Depending on the access pattern of data we can store it in different classes of storage and further optimize on cost
- Storage class for frequently accessed Objects: This storage class is most suitable for “hot” data, meaning this is the data on which an app or program operates frequently, is critical and needs a millisecond response.
- S3 standard: This is the default, if no storage class is identified, this will be used. Its availability is 99.99% (only this storage class has 2 9’s availability) and is available in >=3 Availability zones.
- Reduced Redundancy: This is intended for non-critical and reproducible data. But AWS does not recommend using it, S3 standard can have a better cost advantage.
- Storage class for automatically optimizing data with changing or unknown access pattern: This storage class can be used for data that can be “hot” for a few days, but as it olds, it’s relevance may decrease.
- S3 intelligent tiering: This moves data to the most effective cost tier without impacting the performance impact. For e.g., if there is a news app that has videos and images, it makes sense to keep the latest data in S3 standard but move infrequently accessed data (as news grows older, the likelihood of it’s access also reduces) to cheaper storage. It’s availability is 99.9% and is available in >=3 Availability zones.
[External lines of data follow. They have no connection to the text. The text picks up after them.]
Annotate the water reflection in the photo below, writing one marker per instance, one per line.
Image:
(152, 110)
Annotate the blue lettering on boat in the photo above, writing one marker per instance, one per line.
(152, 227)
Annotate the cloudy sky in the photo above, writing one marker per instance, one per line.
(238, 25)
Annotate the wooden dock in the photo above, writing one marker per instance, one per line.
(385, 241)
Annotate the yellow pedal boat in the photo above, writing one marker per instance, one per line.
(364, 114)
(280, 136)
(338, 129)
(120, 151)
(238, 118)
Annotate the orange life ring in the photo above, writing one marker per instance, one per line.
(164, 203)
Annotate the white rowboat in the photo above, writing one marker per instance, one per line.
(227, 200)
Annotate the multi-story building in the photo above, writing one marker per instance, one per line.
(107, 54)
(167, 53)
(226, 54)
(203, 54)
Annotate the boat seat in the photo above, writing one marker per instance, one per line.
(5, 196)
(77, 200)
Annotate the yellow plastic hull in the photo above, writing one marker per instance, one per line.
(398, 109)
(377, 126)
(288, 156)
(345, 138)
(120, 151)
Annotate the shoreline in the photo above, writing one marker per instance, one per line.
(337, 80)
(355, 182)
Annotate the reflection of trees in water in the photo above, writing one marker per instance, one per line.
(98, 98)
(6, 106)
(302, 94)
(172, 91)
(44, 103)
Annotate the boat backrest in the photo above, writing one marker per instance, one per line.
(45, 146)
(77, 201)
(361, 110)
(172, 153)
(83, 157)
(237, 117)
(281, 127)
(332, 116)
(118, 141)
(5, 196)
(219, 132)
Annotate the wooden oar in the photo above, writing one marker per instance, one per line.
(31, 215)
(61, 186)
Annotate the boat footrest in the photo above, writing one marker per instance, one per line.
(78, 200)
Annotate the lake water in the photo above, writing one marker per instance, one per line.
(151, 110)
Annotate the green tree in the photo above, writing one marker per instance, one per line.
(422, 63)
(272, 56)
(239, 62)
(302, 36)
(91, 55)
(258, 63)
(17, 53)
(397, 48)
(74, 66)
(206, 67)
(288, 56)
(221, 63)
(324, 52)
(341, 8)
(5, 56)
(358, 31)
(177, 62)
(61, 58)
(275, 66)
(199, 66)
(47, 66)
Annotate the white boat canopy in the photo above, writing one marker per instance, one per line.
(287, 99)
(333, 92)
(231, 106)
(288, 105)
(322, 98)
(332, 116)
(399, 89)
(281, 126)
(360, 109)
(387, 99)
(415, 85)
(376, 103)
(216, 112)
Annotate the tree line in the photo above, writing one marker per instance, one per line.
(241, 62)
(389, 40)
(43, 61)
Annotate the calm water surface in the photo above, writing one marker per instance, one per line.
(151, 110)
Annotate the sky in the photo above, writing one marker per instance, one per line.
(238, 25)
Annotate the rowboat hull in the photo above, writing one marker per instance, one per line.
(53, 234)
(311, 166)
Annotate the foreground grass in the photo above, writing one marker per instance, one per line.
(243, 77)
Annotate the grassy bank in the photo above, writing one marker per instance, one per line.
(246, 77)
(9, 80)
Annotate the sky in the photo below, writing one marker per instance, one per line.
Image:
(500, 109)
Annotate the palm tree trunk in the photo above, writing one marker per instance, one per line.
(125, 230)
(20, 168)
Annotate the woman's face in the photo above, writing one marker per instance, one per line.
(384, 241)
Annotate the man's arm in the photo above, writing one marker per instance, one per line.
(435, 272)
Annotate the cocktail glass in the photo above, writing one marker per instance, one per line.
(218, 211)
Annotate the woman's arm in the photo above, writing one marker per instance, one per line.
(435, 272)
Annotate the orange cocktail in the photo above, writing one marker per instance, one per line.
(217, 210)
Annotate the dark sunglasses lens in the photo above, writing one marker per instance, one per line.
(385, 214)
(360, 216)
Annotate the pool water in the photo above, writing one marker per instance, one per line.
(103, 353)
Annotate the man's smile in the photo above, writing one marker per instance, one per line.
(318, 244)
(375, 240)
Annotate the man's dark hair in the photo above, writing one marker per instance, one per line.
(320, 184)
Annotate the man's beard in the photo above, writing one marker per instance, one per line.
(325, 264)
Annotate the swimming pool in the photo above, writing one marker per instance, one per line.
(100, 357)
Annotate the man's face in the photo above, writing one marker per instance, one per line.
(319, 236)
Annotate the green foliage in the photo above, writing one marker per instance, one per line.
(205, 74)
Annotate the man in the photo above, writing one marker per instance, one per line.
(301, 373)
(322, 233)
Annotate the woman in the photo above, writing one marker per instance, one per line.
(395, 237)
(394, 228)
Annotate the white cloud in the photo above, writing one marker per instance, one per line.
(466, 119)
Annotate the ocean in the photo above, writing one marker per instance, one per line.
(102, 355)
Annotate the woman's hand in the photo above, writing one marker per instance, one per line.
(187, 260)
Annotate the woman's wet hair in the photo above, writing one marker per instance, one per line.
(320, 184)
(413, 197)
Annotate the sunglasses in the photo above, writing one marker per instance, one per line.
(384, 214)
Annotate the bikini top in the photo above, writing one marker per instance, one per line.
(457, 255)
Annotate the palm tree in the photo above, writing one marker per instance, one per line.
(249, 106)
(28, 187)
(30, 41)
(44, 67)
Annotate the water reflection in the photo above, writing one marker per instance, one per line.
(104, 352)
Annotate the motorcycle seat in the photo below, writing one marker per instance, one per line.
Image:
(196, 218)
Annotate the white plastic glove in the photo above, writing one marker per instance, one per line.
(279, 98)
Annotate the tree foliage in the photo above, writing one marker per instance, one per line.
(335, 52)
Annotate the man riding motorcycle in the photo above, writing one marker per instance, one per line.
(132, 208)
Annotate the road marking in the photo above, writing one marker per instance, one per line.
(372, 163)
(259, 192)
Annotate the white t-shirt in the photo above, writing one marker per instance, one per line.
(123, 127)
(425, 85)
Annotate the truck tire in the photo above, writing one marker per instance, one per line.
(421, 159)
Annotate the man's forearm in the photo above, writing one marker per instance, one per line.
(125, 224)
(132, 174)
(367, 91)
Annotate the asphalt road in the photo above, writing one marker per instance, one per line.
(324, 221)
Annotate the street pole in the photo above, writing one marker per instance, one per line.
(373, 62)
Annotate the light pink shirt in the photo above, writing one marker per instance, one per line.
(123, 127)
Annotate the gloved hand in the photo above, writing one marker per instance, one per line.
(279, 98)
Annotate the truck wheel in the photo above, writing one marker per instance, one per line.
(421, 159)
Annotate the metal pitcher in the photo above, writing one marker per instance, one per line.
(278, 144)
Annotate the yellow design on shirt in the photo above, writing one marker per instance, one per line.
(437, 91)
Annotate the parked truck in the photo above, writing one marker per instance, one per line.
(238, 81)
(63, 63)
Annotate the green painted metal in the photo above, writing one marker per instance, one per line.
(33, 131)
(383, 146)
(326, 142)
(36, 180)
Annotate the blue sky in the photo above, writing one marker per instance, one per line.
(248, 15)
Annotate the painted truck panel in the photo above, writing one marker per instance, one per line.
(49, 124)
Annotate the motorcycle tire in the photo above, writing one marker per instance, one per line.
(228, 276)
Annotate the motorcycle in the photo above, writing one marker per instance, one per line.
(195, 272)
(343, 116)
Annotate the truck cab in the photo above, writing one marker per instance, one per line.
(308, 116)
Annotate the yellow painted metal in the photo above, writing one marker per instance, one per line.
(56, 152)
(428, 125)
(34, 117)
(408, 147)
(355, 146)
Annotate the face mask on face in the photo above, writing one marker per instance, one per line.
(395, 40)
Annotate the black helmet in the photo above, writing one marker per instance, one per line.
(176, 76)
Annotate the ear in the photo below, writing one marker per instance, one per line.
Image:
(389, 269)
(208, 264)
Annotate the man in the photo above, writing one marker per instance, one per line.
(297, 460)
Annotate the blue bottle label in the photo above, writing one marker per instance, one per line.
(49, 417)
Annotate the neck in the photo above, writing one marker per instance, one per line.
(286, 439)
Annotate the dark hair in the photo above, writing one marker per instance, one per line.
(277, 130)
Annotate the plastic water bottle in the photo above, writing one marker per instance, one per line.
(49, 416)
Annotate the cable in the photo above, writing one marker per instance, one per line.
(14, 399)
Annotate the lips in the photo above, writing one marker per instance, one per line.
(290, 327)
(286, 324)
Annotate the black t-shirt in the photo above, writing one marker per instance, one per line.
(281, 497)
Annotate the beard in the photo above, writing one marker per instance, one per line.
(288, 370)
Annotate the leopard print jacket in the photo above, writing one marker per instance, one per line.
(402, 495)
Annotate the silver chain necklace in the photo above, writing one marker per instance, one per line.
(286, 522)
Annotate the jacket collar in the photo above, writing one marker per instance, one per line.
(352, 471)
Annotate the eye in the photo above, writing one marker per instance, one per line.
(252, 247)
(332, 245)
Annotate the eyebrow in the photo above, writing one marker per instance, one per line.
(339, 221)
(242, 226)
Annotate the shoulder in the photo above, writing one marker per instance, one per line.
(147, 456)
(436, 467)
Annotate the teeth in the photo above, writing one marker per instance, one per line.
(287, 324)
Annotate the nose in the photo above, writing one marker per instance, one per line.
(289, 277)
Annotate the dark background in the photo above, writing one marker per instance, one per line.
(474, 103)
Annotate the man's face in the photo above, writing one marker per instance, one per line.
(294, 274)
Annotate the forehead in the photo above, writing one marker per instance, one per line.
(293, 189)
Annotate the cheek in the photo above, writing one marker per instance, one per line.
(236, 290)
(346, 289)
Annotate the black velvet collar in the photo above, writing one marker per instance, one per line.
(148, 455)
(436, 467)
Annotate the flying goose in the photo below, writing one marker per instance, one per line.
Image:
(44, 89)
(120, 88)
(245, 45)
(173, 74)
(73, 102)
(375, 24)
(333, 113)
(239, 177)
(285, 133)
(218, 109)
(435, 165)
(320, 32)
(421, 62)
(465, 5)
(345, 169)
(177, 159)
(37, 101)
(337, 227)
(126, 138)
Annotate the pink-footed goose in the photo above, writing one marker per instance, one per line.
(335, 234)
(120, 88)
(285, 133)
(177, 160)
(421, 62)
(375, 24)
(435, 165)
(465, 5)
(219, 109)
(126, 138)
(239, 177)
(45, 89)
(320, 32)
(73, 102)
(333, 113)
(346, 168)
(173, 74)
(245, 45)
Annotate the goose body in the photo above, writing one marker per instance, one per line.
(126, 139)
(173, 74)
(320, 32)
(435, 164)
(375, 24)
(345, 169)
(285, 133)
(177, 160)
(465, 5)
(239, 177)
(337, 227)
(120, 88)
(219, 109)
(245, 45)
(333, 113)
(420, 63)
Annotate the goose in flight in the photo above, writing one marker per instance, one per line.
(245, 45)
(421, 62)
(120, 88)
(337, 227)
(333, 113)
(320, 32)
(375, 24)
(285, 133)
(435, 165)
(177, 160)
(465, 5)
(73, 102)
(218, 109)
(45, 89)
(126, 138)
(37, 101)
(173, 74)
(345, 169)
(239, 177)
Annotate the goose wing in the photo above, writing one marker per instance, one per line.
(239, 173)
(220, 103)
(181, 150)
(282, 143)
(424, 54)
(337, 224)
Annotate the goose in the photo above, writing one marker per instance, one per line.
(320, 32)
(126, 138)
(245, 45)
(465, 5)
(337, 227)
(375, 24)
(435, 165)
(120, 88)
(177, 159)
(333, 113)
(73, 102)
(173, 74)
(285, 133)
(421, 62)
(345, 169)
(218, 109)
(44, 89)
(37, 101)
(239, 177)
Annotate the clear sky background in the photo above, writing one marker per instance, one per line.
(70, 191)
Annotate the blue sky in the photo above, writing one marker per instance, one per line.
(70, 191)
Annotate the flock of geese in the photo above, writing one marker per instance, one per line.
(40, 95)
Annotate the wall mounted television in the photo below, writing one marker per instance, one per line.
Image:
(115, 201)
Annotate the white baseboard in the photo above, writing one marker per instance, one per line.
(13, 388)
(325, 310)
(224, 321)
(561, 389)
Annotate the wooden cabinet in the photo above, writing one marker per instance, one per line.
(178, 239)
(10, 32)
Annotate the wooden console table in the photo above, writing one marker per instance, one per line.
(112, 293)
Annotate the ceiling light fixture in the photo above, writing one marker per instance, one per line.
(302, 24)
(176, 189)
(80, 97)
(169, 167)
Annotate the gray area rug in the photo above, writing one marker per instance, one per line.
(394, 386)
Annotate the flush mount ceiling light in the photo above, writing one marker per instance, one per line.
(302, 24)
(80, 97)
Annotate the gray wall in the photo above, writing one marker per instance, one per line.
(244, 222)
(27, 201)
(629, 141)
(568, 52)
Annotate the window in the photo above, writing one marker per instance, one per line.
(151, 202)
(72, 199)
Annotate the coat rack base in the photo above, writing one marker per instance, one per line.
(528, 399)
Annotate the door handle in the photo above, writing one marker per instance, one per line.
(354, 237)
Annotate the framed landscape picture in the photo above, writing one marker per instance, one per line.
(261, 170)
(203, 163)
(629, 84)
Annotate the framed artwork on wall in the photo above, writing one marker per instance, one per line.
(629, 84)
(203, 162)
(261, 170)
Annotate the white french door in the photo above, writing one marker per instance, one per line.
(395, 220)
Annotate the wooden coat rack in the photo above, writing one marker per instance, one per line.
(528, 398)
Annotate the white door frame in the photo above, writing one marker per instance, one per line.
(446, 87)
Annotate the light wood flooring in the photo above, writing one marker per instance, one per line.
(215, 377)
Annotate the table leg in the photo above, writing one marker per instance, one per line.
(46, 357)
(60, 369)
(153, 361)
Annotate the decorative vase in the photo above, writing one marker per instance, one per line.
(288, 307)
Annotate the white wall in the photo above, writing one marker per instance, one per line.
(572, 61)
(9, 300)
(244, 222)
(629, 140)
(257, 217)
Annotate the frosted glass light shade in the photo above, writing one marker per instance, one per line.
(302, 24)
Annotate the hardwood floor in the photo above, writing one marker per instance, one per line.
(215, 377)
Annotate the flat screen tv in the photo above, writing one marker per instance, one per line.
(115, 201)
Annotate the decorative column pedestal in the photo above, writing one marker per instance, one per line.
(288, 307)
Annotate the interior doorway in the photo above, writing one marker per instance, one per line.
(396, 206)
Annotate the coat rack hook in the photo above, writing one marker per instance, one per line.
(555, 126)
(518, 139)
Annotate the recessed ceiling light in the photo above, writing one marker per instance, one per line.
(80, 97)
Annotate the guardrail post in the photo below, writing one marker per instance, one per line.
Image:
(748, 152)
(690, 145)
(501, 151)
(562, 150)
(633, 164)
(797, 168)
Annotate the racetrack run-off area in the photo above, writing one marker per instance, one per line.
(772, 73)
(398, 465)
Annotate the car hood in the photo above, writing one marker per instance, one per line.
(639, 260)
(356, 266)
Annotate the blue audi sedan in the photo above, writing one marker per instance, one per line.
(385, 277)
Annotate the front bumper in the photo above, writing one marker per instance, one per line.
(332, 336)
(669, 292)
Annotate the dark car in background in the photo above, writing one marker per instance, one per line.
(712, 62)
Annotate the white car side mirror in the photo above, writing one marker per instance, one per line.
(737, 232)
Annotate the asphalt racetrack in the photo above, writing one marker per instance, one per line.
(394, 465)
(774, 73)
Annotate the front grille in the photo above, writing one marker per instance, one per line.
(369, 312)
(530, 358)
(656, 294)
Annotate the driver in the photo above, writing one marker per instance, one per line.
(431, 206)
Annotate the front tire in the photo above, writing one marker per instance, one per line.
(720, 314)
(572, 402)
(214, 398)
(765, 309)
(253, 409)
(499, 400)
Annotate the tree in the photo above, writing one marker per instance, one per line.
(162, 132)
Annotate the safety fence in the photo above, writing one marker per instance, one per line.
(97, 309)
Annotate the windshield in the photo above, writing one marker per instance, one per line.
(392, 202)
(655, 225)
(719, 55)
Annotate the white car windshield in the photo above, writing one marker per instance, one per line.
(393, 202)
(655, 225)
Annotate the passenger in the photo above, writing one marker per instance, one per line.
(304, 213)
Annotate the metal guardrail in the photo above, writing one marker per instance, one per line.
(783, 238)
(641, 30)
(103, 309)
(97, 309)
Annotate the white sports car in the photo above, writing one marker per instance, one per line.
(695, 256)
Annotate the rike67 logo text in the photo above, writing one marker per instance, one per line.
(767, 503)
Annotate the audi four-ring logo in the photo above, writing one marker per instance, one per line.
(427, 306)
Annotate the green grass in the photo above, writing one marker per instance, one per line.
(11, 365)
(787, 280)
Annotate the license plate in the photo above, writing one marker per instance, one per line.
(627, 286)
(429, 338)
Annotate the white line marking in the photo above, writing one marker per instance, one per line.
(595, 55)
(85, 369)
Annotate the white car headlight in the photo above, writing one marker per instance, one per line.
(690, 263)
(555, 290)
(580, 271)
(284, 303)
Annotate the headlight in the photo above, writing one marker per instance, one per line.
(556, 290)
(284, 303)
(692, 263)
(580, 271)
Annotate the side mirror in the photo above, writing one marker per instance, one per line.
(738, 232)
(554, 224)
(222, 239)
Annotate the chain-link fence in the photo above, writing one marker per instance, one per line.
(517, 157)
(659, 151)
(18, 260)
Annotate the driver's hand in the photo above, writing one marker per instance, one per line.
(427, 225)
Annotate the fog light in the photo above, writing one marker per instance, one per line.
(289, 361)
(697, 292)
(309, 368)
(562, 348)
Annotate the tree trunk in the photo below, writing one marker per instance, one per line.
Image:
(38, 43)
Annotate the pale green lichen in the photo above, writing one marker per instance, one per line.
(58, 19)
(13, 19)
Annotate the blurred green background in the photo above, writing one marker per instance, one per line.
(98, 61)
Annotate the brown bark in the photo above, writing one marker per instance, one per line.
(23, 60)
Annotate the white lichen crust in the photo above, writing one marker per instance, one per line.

- Storage classes for infrequently accessed objects: This is cheaper than the S3 standard but still provides millisecond access. This is most suited for data that is long-lived, is infrequently accessed, and still needs to be retrieved in milliseconds.
- S3 standard-IA: Data is stored in multiple availability zones and resilient to the loss of data in one availability zone. Its availability is 99.9% and is available in >=3 Availability zones.
- S3 one zone-IA: This is even cheaper than S3 standard-IA, but data will only be stored in a single availability zone. If that crashes, data will be lost. This is suitable for data for which replication is enables or data that can be easily recreated. Its availability is 99.5%.
- Storage classes for archiving objects: When data is not frequently accessed and mostly will be needed on an “on-demand” basis, for example, to do some audit, or to analyze some data past. The most important aspect is, the time to retrieve data is not critical. Data in the glacier is first restored to S3 standard or S3 standard IA and then only it’s available for use.
- S3 Glacier instant retrieval: Although this data is archived, it can be accessed in milliseconds. Its availability is 99.99% and is available in >=3 Availability zones.
- S3 Glacier flexible retrieval: Effective when data is not accessed for at least 90 days. Retrieval can take minutes to hours. Its availability is 99.99% (after restore) and is available in >=3 Availability zones.
- S3 Glacier Deep Archive: This is the cheapest storage and should be used if data is not going to be needed for at least 180 days. Data can be retrieved before that but it may be subject to an early deletion fee. It has a default retrieval time of 12 hours. Its availability is 99.99% (after restore) and is available in >=3 Availability zones.
All storage classes except RRS (which is anyway not recommended by AWS) have durability of 99.999999999% (Nine 9’s). RRS (Reduced redundancy storage) has a durability of 99.99%
What are lifecycle rules?
Lifecycle rules can be used to transition objects from one storage class to another, delete, archive files or restore files from the glacier. For example, if we are using S3 to store application logs, we may need weekly logs for active analysis, but once they are older than 30 days we may want to archive them, and maybe after a year we no longer need them, so permanently delete the logs. These all transitions can be achieved automatically by setting transition rules.